You have to place what’s happening at Barnard and Columbia right now in this larger national context. And the House subcommittee that you’re talking about, the hearings on antisemitism on college campuses, the Biden’s administration issuing of guidelines around antisemitism on campus, I think the core issue here — oh, and I will also add the Department of Education Office of Civil Rights, that is investigating a number of schools around the country. I think part of the problem with this is the creation or the assumption that any criticism of the state of Israel is, in fact, antisemitic, and the ways in which, as you mentioned, donors, trustees and alumni are having undue influence on the ways in which there is space to critique the state of Israel on college campuses.
The AAUP has principles of academic freedom that state very clearly that the purpose of academic freedom is to protect the academe as a space for the production and dissemination of knowledge, that serves the public irrespective of governmental, corporate or institutional interests. And so, what we’re seeing right now is a violation of that, at Barnard, at Columbia, at Harvard, at Brown, and Penn, and a shutting down of debate, particularly around Palestine. And this is precisely why the New York Civil Liberties Union wrote this open letter to the Barnard administration about control of websites.
AMY GOODMAN: Professor Nadasen, I want to end by asking about your own background. You said you have been outspoken on Palestinian issues for quite some time. You said your profile is on the Canary Mission website. We just spoke to the investigative journalist James Bamford about the Canary Mission and what it has been doing around profiling students and professors in the United States. People go to democracynow.org. But why you are interested in this issue? Can you talk about where you were born, and what that means for your analysis of the situation in the Middle East?
PREMILLA NADASEN: I was born in South Africa under apartheid. I lived there as a child and moved to the United States, but went back periodically. So I was deeply impacted by apartheid in South Africa and became active in the anti-apartheid movement in high school, and then in college, and knew about what was happening in Palestine, but don’t think I fully understood.
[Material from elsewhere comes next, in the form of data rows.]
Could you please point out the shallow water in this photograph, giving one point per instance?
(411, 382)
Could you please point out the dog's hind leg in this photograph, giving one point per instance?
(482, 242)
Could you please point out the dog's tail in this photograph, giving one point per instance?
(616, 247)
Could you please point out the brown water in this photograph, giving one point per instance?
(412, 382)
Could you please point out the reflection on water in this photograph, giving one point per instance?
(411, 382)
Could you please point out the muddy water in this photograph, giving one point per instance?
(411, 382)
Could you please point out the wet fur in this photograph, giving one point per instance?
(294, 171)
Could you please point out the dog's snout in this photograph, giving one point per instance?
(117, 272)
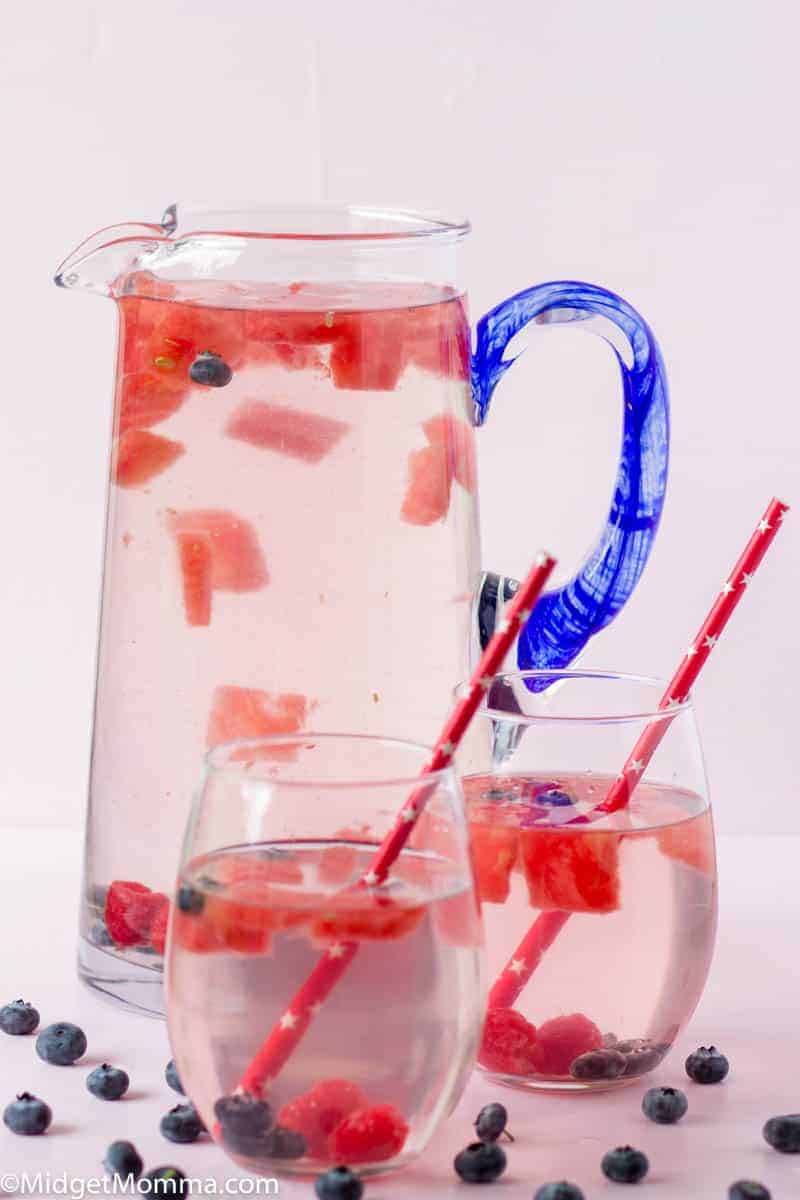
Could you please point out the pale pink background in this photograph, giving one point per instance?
(650, 148)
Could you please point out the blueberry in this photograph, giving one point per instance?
(599, 1065)
(783, 1133)
(338, 1183)
(28, 1115)
(665, 1105)
(18, 1018)
(242, 1115)
(482, 1162)
(190, 900)
(625, 1165)
(122, 1159)
(554, 798)
(61, 1044)
(707, 1066)
(181, 1123)
(284, 1144)
(491, 1122)
(173, 1078)
(108, 1083)
(210, 370)
(98, 934)
(166, 1181)
(561, 1191)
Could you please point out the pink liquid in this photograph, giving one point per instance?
(340, 591)
(401, 1025)
(632, 955)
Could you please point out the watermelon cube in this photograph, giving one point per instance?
(139, 456)
(290, 431)
(572, 871)
(236, 559)
(427, 495)
(458, 438)
(252, 713)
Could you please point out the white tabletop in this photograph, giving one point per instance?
(751, 1011)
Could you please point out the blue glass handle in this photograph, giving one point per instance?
(566, 618)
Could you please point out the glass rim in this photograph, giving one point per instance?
(599, 718)
(223, 750)
(405, 225)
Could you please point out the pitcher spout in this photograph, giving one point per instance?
(110, 255)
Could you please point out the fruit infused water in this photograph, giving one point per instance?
(636, 892)
(284, 460)
(386, 1050)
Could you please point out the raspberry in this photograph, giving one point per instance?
(317, 1113)
(509, 1043)
(564, 1039)
(368, 1135)
(119, 899)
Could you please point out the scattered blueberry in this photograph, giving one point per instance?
(599, 1065)
(61, 1044)
(561, 1191)
(284, 1144)
(210, 370)
(181, 1123)
(482, 1162)
(338, 1183)
(124, 1159)
(173, 1078)
(244, 1115)
(28, 1115)
(166, 1181)
(625, 1165)
(108, 1083)
(18, 1018)
(707, 1066)
(783, 1133)
(190, 900)
(665, 1105)
(491, 1122)
(554, 798)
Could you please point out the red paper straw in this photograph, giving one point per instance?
(548, 925)
(334, 963)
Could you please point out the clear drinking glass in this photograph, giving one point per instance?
(600, 928)
(281, 831)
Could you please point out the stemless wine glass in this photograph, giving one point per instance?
(281, 832)
(600, 927)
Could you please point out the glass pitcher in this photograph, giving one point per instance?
(293, 532)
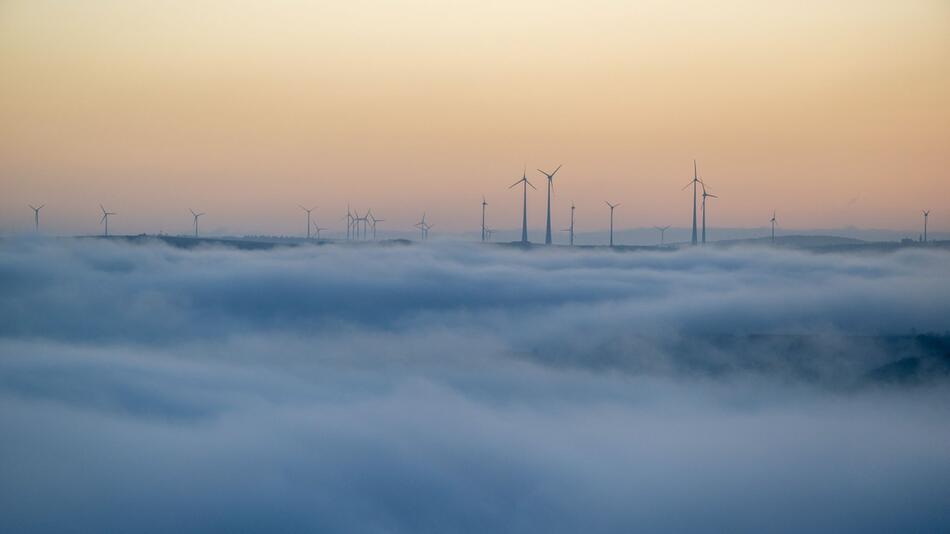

I did go on a delegation to Palestine for the first time. My first time in the region was in 2011 on a women of color delegation. And, Amy, I will just have to say I was shocked by what I saw. And I was shocked mostly with the parallels I saw to apartheid South Africa — the gates, the control of roads, the control of movement, the checkpoints, the use of military force, threatening military force, soldiers with guns. The areas we went to were essentially a militarized state. And even though I had spoken out about Palestine prior to that, I think traveling there and seeing for myself what is happening in Palestine had a real impact on how I could understand and see the issue there. And so I made a commitment at that point to continue to speak out, and to speak out whenever I could, because I think it’s unconscionable. I think what has been happening for decades in Palestine is unconscionable.
And I think what we’re really seeing now is a collective punishment and mass starvation in Gaza and unprecedented attacks in the West Bank. And it’s something that’s being supported by U.S. dollars. So I think it’s very important that we, as Americans who are paying tax dollars that are going to support the Israeli state, speak out about the things that we think are morally just, morally right, and to try to have — and to vote — and to vote as a way to make our voices heard.
AMY GOODMAN: Well, Premilla Nadasen, we want to thank you so much for being with us, professor of history at Barnard College, co-director of the Barnard Center for Research on Women, one of close to 1,000 educators who have signed a statement, the headline, “Solidary in Opposition to the Repressive Climate on US Campuses.” The list is growing.